IHT, in its current form, has existed for 40 years with only minor tweaks. Our predictions included changes to Business Property Relief (BPR) and Agricultural Property Relief (APR) and the removal of IHT relief for AIM investments.
In addition, we speculated that perhaps lifetime gifting allowances would be capped with increased survivorship periods from 7 years to 10, but the changes were milder than anticipated!
The standard Nil Rate Band of £325,000 and Residence Nil Rate Band of £175,000 remains untouched which means for a married couple with children and property to leave will still benefit from £1 million combined IHT threshold although those thresholds will remain frozen until 2030.
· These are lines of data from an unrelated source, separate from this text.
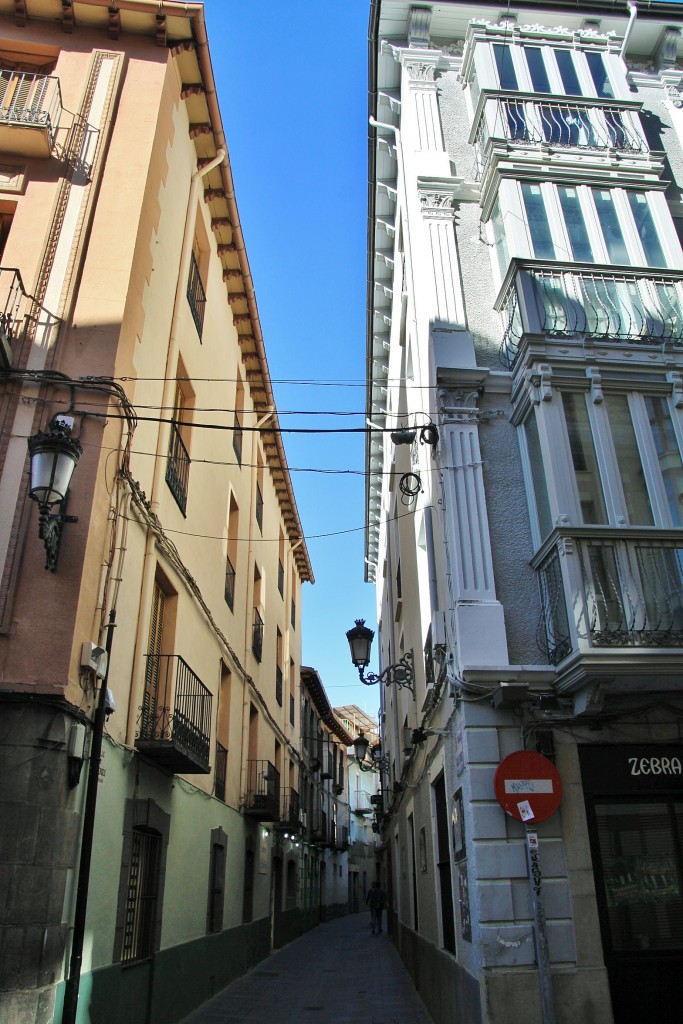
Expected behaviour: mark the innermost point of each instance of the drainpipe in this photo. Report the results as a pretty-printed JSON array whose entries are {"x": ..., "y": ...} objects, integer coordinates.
[
  {"x": 167, "y": 399},
  {"x": 627, "y": 35}
]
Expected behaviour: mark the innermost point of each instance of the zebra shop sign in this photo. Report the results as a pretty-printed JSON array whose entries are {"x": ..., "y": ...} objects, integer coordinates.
[{"x": 528, "y": 787}]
From April 2026, BPR and APR will now be capped at £1million, whereas previously, they could extend to the full value of the business or farm and were assessed on a case-by-case basis.
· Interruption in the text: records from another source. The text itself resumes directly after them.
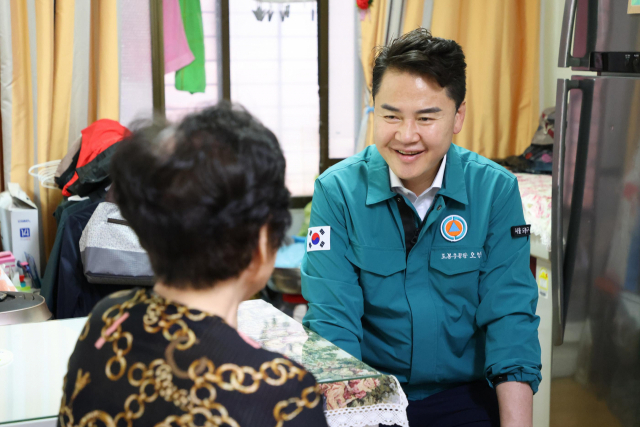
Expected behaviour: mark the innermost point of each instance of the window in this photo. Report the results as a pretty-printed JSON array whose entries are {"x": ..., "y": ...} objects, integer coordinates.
[
  {"x": 274, "y": 74},
  {"x": 272, "y": 71}
]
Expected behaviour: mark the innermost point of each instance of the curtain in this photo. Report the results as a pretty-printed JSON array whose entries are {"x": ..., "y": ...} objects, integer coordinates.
[
  {"x": 501, "y": 44},
  {"x": 44, "y": 53}
]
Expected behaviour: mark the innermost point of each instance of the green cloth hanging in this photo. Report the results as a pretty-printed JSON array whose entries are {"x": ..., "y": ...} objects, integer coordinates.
[{"x": 192, "y": 78}]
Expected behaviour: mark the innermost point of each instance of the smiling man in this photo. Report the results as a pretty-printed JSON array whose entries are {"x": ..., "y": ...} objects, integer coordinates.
[{"x": 418, "y": 254}]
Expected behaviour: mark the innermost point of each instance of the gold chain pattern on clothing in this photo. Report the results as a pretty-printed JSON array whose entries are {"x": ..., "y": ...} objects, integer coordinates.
[{"x": 156, "y": 379}]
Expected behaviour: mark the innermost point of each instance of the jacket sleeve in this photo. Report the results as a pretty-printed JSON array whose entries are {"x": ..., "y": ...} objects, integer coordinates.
[
  {"x": 509, "y": 296},
  {"x": 330, "y": 283}
]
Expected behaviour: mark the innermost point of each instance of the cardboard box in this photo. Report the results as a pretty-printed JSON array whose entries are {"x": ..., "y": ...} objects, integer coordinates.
[{"x": 19, "y": 230}]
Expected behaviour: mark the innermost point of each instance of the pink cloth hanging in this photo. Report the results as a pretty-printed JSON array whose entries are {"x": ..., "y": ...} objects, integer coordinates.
[{"x": 176, "y": 48}]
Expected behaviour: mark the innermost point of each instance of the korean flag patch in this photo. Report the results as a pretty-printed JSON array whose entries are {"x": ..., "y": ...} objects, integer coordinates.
[{"x": 319, "y": 238}]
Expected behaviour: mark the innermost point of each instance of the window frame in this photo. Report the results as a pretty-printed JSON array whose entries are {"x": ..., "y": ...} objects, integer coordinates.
[{"x": 157, "y": 61}]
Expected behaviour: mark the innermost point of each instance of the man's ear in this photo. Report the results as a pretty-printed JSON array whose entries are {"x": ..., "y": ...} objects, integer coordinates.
[{"x": 459, "y": 119}]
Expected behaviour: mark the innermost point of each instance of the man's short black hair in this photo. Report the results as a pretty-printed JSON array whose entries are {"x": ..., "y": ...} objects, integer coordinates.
[
  {"x": 420, "y": 53},
  {"x": 198, "y": 194}
]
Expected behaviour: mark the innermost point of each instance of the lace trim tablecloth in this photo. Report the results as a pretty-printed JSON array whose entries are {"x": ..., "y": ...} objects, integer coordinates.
[
  {"x": 365, "y": 402},
  {"x": 535, "y": 191},
  {"x": 355, "y": 395}
]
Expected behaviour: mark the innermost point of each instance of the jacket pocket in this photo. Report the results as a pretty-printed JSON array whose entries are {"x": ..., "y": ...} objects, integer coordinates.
[
  {"x": 456, "y": 261},
  {"x": 379, "y": 261}
]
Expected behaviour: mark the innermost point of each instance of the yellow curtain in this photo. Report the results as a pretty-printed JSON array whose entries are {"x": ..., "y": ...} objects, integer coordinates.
[
  {"x": 373, "y": 29},
  {"x": 22, "y": 131},
  {"x": 40, "y": 126},
  {"x": 501, "y": 44}
]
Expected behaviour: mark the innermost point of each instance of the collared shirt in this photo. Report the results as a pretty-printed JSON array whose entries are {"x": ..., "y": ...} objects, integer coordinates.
[
  {"x": 423, "y": 202},
  {"x": 459, "y": 307}
]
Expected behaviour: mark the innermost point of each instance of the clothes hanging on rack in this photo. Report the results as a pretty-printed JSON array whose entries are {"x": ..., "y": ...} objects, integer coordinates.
[
  {"x": 192, "y": 78},
  {"x": 177, "y": 53}
]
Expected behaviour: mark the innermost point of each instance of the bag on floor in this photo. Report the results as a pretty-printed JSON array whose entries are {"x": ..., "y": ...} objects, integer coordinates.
[{"x": 111, "y": 252}]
Anything over the £1 million cap will now be taxed at 50%, giving an effective tax rate of 20%.
Many businesses and farms exceed £1 million in value, and therefore, careful lifetime planning will be required so that those assets do not have to be sold or broken up to pay IHT.
AIM investments were a popular IHT planning tool for those with taxable estates who were unlikely to survive 7 years if they made a gift.
However, individuals are only required to hold the asset for 2 years to qualify for 100% IHT relief, which has now been reduced to 50% with no £1 million allowance.
No changes have been announced for trusts.
Despite being used more for asset protection than IHT saving in recent years, trusts still have their place and can assist with generational wealth planning, given that caps have not been introduced to lifetime gifting.
Using multiple trusts can still be advantageous, as each trust will still have its own Nil Rate Band if set up on different days.
Pensions previously fell outside of an individual’s estate on death, which was an effective way of passing assets to the family, but they will be included for IHT purposes from April 2027.